Art Documentation

Volume 22, Number 2

Black Mountain College: Experiment in Art Edited by Vincent Katz
(MIT, 2002, reprinted 2013)

Reviewed by Janis Ekdahl

"Alternative Education"


Seventy years after its formation, the educational experiment embodied in Black Mountain College still holds fascination for those seeking to discern the wellsprings of American art, music, and literature in the twentieth century.  This generously endowed book accompanied the exhibition Black Mountain College: Una Aventura Americana, curated by Vincent Katz, at the Museo Nacional Centro de Arte Reina Sofia in Madrid from October 28, 2002 to January 13, 2003.  Katz, a poet and critic, also contributed the book's longest and most substantive essay, profiling sixty-five renowned painters, sculptors, photographers, and fiber artists who passed through Black Mountain College as faculty or students.  Drawing on recent interviews as well as documentary sources, Katz characterizes the College's impact on each artist's development.  he also discusses the innovative artistic interactions during the late 1940s that were generated by the presence of Buckminster Fuller and John Cage on campus.  Although Katz describes the educational and cultural forces that led to the school's founding in North Carolina in 1933, he neither provides a comprehensive history of the college nor does he explore the college's demise in 1956.  For this, researchers need to turn to the definitive monograph The Arts at Black Mountain College by Mary Emma Harris (Cambridge, MA: MIT Press, 1987) that has recently been reprinted.  Harris provides the historical and scholarly framework that is lacking in Black Mountain College: Experiment in Art; she includes a roster of faculty and students, a comprehensive bibliography, and scores of documentary photographs.  However, Harris's book reproduces only a handful of art works in color, whereas half of the 470 illustrations in the new book are in color.  Katz has made a concerted effort to include several examples of each artist's work, often selecting unfamiliar pieces that were created during the artist's tenure at Black Mountain, many of which are still in the artist's possession.  Unfortunately, none of the illustrations are referred to in the text.

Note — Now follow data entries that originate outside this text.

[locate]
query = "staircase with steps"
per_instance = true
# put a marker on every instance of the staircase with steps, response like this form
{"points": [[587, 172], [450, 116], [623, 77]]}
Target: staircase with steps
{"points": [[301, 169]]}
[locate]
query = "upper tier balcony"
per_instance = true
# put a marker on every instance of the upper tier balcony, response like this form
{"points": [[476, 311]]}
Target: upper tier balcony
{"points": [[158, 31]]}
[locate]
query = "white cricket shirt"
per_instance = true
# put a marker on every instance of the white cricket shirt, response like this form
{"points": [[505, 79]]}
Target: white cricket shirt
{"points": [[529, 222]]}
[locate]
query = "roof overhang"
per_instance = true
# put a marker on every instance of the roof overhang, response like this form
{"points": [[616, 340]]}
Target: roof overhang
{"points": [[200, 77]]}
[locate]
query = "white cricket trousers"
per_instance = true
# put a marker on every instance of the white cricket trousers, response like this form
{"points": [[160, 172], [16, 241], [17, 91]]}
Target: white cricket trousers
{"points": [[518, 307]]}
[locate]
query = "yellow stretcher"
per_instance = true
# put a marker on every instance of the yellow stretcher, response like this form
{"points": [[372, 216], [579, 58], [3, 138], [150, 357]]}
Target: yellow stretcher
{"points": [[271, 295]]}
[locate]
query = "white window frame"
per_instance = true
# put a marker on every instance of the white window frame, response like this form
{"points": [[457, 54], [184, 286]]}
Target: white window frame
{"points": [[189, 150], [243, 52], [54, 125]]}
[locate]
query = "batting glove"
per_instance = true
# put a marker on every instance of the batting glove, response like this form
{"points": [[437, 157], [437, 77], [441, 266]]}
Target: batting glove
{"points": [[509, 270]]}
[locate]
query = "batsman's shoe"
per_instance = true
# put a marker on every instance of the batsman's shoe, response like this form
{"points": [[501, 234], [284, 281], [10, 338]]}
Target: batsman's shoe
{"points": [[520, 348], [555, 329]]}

The book's second essay is by Martin Brody, a composer and music professor at Wellesley College.  Brody takes one event, Black Mountain's 1944 Summer Music Institute celebrating Arnold Schoenberg's eightieth birthday, and traces its impact on the musical and cultural landscape of the United States.

Kevin Power, chair of American Literature at the Universidad de Allocate, contributes the book's third essay, an impressionistic accounting of the short-lived literary journal Black Mountain Review (1953-57).  Under the editorship of poet Robert Creeley, the Black Mountain Review gained a reputation as an experimental forum where the poetics of American experience and language were explored.

The final essay is Robert Creeley's eloquent reminiscence of Charles Olson, the expansive poet who served as Black Mountain's Rector during the College's final years.  Creeley describes Olson's impact on the College and perceptively characterizes his mentor's energy, focus, and intensity.

Three previously unpublished poems by Olson, Creeley and John Wieners complete the book by conveying a bit of the spirit and vitality that characterized Black Mountain.  Regrettably, the poems are not indexed or referenced by name in the Table of Contents.

The book's scholarly apparatus leaves much to be desired.  The two-page bibliography cites only major publications on the College and books by and about the most well known faculty members.  This index, limited to personal names, is similarly inadequate.  Scholars will continue to rely on the extensive bibliographies in Harris's The Arts at Black Mountain College, as well as historian Martin Duberman's Black Mountain College: An Exploration in Community (New York, NY: Dutton, 1972).

This book is a welcome complement to the available literature on Black Mountain College because it focuses on the creative output of specific influential artists and includes abundant visual documentation.  It is most appropriate for the scholar or graduate student who already has some familiarity with Black Mountain College and with the cultural milieu of the United States in the mid-twentieth century.